Re-joining a previously removed Proxmox node is overly complex due to pmxcfs design limitations

Pissed_off

New Member
Oct 23, 2025
1
0
1
Hi all,

I'm evaluating proxmox for use in an production environment.


I’ve run into a recurring problem that highlights a design limitation in Proxmox VE’s cluster system (pmxcfs).


When a node is removed from a cluster and later needs to re-join, the process consistently fails with errors like:

* authentication key '/etc/corosync/authkey' already exists
* cluster config '/etc/pve/corosync.conf' already exists
* this host already contains virtual guests
* corosync is already running, is this node already in a cluster?!


Even after stopping all cluster services (pve-cluster, corosync, pmxcfs), unmounting /etc/pve, and cleaning /var/lib/pve-cluster, Proxmox refuses to allow the node to re-join.
It appears that pmxcfs and its database (config.db) keep stale cluster metadata which prevents a clean re-association with the leader node.


This forces administrators to manually remove low-level files, restart daemons, and rebuild the cluster filesystem — something that should be a supported and automated process.


Environment:
  • Proxmox VE 9.x (same issue existed on 8.x)
  • Two-node cluster + QDevice
  • Both nodes otherwise healthy and reachable

Expected behavior:
There should be a supported, safe command such as:


pvecm rejoin <leader-ip> --force

to reset a node’s cluster state and re-sync it with the leader without touching internal pmxcfs or corosync files.


This would allow admins to re-add nodes without losing VM configurations or reinstalling the entire host. A feature a mature hypervisor cluster system should really provide. In fact, the lack of this feature might be a reason to deaviate to Nutanix or Vmware.


Suggestion:
Introduce a “stateless rejoin” or “force-rejoin” mechanism in pvecm that clears local cluster metadata but preserves /etc/pve/nodes/&lt;hostname&gt;/qemu-server/.
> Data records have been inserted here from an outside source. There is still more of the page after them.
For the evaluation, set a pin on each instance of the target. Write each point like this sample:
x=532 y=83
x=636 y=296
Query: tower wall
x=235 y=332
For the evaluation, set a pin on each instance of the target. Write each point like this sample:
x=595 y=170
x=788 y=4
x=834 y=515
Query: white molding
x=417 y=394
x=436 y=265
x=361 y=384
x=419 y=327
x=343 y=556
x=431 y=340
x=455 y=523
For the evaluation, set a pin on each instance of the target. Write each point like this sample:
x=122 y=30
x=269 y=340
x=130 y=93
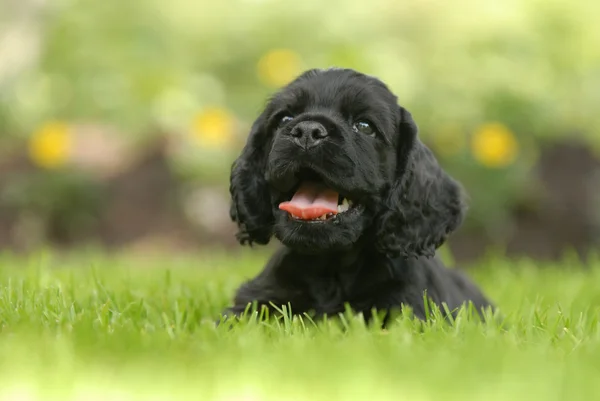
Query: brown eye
x=285 y=120
x=364 y=127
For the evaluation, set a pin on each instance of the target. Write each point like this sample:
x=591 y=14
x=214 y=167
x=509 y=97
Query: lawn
x=92 y=326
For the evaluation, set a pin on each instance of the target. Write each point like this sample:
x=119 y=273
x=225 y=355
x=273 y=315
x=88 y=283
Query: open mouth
x=313 y=201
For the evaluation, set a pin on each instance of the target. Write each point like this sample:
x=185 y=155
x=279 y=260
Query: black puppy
x=333 y=168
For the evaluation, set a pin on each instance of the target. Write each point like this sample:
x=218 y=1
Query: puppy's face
x=332 y=155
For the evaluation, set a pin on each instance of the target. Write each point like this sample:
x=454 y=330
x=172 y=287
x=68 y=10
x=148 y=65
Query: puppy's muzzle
x=308 y=134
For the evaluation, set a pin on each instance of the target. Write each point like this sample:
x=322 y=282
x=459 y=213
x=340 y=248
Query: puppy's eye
x=364 y=127
x=285 y=119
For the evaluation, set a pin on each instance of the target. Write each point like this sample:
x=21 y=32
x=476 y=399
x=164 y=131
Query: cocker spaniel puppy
x=333 y=168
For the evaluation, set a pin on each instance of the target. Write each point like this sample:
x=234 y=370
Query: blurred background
x=119 y=120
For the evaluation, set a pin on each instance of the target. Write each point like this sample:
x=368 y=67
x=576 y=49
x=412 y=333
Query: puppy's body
x=336 y=143
x=364 y=281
Thanks for considering this — it’s one of the few parts of Proxmox that still feels fragile compared to how rock-solid the rest of the platform is.
 
Last edited:
What are you trying to do when removing it from the cluster? What's the point of that?
 
Any possibility exists, such as accidental or malicious deletion, etc. What is the possible solution?
 
In that case you would just copy over the node information from one of the other cluster members and drop it on the rebuilt host. There's more to it than just that, but the other hosts keep a record of the configs for all other members.